Just like any son of Charles Kingsley’s. Alia hadn’t been willing to go quite that far, but she couldn’t deny his approval had played a role in her application to NCIS.

Though he would have loved her no matter what career path she’d chosen. Could Landry Jackson say that about his own father?

She doubted it.

“It’s gonna be one hell of a funeral,” Dad said.

“I bet it will be.” It would have been a spectacle even if he’d died peacefully in his sleep, between all the senior-ranking officers and Pentagon officials, the upper crust of New Orleans society and the city’s love of a good funeral.
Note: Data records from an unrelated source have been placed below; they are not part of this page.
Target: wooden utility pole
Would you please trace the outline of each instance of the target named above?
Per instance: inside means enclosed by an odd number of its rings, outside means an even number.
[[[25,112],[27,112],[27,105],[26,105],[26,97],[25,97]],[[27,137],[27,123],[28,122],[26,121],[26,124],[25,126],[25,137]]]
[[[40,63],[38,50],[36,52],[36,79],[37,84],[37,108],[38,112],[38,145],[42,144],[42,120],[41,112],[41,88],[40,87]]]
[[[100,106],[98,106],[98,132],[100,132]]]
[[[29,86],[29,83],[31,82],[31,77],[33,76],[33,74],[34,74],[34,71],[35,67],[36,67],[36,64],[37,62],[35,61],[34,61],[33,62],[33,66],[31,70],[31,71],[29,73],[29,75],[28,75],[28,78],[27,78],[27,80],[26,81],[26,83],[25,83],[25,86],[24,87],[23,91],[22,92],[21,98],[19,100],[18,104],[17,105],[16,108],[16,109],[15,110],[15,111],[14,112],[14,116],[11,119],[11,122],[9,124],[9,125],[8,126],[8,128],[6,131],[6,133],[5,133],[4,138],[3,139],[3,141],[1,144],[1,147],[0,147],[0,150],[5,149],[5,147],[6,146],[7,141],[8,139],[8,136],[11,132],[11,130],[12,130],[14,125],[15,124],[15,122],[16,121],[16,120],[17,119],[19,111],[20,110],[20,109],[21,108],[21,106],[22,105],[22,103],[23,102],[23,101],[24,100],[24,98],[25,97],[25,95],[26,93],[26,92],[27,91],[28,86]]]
But with the admiral brutally murdered, his daughter in shock, his son’s presence unwilling, his wife’s whereabouts unknown and law enforcement scrutinizing everyone in attendance, it just might be a circus.

“If you weren’t working, I’d be tempted to come. Show my respects to Jerry. See New Orleans. See you. It’s been a long time.”

Alia smiled. She’d flown to California for Christmas and stayed nearly two weeks. Still, it was nice to know he missed her. “I’ll let you know all the gaudy details. Maybe someone will collapse beside the casket and confess all.”

“It would be convenient, wouldn’t it? You watch out for yourself, okay?”

“I always do, Dad.” She hung up, then unwrapped a candy bar. She bit it in half and let the chocolate slowly dissolve in her mouth while thinking about what her father had said.
Jerry was a good officer.
How much had Jeremiah hated being called Jerry? Likely someone who outranked him had first called him that, and others had picked up on it.